Lysozyme is a 147 amino acid protein that can damage bacterial cell walls by destroying the glycosidic bond on the peptidoglycans molecule, particularly in gram-positive bacteria. Its native structure is composed of α and β domains and is cross-linked by four disulfides (Figure 1). Lysozyme can be aggregated by mutation of the lysozyme DNA sequence itself, or from the harsh environment of the cell inside (Figure 2).

Figure 1
figure 1

Native structure of white hen egg lysozyme (MMDB: 14790 PDB: pdb1E8L1E8L). The amino acid residues are numbered from the terminal α group (N) to the terminal carboxyl group (C). Orange lines indicate the four disulfide bridges. Alpha-helices are visible in the ranges 25 to 35, 90 to 100, and 120 to 125.

Figure 2
figure 2

Aggregated structure of lysozyme under electron microscope. a) Random aggregated structures; b) fibril aggregated structures whose diameter is around 20 to 30 nm [1].

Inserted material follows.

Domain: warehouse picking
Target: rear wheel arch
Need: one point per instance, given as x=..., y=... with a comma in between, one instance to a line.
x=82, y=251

Rosetta++ is freely distributed software used to predict all possible protein conformations by calculating the folding energy of the protein sequences. An included docking function is used to simulate a protein binding as homo- and hetero-dimers or trimers structures. This program is used to explore the possible conformations of one protein, which may not be easily found in the traditional approaches, such as NMR and crystallography. From these computer models, we can predict denatured and aggregate forms of proteins.

Materials and methods

  1. 1)

    Import native lysozyme sequence (gi:45384212) from NCBI and structure (PDB 1E8L) from PDB websites

  2. 2)

    Run lysozyme in Ab initio mode to start folding independently from the original protein sequence.

  3. 3)

    Docking each fold as homodimers to define the lowest energy to form lysozyme fibril structures.

  4. 4)

    Analyze the results.

Results

We generated 1,000 Ab Initio structures, at a denaturing temperature, from the original lysozyme sequence and let each structure dock together as homodimers for 10,000 structures. We generated 10 million structures and calculated the RMSD value when compared with the native structure. Previous evidence suggests the diameter of the lysozyme fibril structure is around 20 to 30 nm. Homodimers with radius of gyration less than 20 nm were considered. 422,983 of the 10 million homodimers structures were within the range 18 to 19.99 nm (Figure 3). The six lowest radii of gyration (18.01 nm to 18.04 nm) structures have a score range from -42.48 to -40.61 and RMSD of 11.917 when compared to the native lysozyme structure (Figure 4). All six of the structures came from the single lysozyme Ab Initio fold (LLt515). In addition, the first six models with the lowest energy scores (-68.04 to -67.56) have radii of gyration range from 19.65 to 19.81 nm and RMSD from 12.757 to 16.261 (Figure 5). Five of these structures came from lysozyme Ab Initio fold code LLt687 and the other from LLt998.

Figure 3
figure 3

3D density graph represents energy score and radius of gyration for all 10 million homodimer structures. The orange box represents the area of the graph cutoff from 18 to 20 nm.

Figure 4
figure 4

a) 3D structure of the lowest radius of gyration of lysozyme homodimers structures; (b) super-imposed 3D structure of six lowest radii of gyration lysozyme homodimer structures.

Figure 5
figure 5

(a) 3D structure of the lowest homodimer structure. (b) Super imposed 3D structure of the six lowest scores of lysozyme homodimer structures.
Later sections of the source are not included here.